Unification Church in Japan offers to set aside up to $67 million in a compensation fund

TOKYO (AP) — The Unification Church’s Japanese branch announced plans Tuesday to set aside a fund up to 10 billion yen ($67 million) to cover possible compensation for those seeking damages they say were caused by the group’s manipulative fundraising tactics.

The move is seen as an attempt to allay any suspicion that the group would try to avoid later payouts by hiding assets overseas while a government-requested dissolution order is pending.

The announcement by head of the church's Japanese branch, Tomihiro Tanaka, came a month after Japan's Education Ministry asked the Tokyo District Court to revoke the legal status of the group.

The ministry investigation concluded that the South Korean-headquartered group for decades has systematically manipulated its followers into donating money, sowing fear and harming their family ties.
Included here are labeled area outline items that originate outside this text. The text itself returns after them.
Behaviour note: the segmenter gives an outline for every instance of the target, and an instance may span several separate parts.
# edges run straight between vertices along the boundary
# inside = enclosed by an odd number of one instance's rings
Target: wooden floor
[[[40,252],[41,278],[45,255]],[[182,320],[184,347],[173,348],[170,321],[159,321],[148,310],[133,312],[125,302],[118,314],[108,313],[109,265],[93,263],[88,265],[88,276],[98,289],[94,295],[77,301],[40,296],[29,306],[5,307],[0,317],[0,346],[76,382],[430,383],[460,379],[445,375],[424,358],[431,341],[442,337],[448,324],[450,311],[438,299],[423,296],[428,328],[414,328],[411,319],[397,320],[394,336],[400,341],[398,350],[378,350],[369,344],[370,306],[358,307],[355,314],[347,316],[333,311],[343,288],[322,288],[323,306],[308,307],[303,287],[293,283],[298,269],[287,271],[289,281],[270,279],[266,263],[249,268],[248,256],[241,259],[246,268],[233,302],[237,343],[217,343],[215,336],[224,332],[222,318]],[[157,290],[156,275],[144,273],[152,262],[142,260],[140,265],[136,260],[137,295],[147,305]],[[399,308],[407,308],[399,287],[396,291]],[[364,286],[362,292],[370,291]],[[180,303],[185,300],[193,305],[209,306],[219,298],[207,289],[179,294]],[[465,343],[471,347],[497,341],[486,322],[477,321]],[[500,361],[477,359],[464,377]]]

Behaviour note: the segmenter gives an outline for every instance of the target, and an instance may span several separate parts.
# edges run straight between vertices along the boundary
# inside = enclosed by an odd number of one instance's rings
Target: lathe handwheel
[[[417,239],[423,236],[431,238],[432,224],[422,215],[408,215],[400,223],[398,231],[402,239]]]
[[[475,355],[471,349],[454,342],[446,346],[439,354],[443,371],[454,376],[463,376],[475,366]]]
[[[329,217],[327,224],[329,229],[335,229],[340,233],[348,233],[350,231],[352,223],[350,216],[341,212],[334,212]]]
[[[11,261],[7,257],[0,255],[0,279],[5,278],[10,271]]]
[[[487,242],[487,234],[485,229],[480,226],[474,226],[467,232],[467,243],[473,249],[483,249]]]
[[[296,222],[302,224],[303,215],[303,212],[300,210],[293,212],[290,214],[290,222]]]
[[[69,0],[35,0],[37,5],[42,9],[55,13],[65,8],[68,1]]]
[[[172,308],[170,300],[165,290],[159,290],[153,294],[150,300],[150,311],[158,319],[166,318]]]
The investigation followed public outrage and questions about the group’s fundraising and recruitment tactics that surfaced after former Prime Minister Shinzo Abe’s assassination last year. The man accused of shooting Abe allegedly was motivated by the former prime minister’s links to the church and blamed it for bankrupting his family.

On Tuesday, Tanaka told reporters that the group is ready to deposit a fund of 6 billion yen ($40 million) to 10 billion yen ($67 billion) to the government if can set up a system to receive it. He offered what he said was a “sincere apology” over the sufferings and difficulty of former followers and their families, but denied his group did anything wrong.

He said the government request for a dissolution order is unacceptable “from the viewpoint of religious freedom and the rule of law.”

The government is asking the court to issue a dissolution order revoking the church’s status as a religious organization. The process involves closed hearings and appeals from both sides and could take months or possibly years.

If the church is stripped of its legal status, it could still operate but would lose its tax exemption privilege as a religious organization and would face financial setbacks. Some experts and lawyers supporting the victims have cautioned against an attempt by the church to hide its assets before a court decision, and lawmakers are now discussing measures to make sure the church assets stay in Japan to be used for compensation.

Tanaka denied that the group intended to transfer funds overseas, and said there was no need to take measures to preserve the group's assets.

A top church official in charge of reforms, Hideyuki Teshigawara, however, acknowledged that some church followers have traveled to South Korea to make donations there instead, but that details were not known.

Decades of cozy ties between the church and Japan’s governing Liberal Democratic Party were revealed since Abe’s assassination and have eroded support for Prime Minister Fumio Kishida’s government.

The governing party has pledged to cut ties with the group, but has conducted only cursory hearings on the extent of lawmakers' ties with the church, which opposition groups have criticized as insufficient.

The Unification Church obtained legal status as a religious organization in Japan in the 1960s during an anti-communist movement that was supported by Abe’s grandfather, then-Prime Minister Nobusuke Kishi.

The church has acknowledged collecting excessive donations in the past but says the problem was corrected in 2009 when it overhauled its governance. It also has pledged further reforms.

Experts say Japanese followers are asked to pay for sins committed by their ancestors during Japan’s 1910-1945 colonial rule of the Korean Peninsula, and that the majority of the church’s worldwide funding comes from Japan.

The only other organizations to have their religious status revoked in Japan are the Aum Shinrikyo doomsday cult, whose members carried out a sarin nerve gas attack on the Tokyo subway in 1995, and the Myokakuji group, whose executives were convicted of fraud.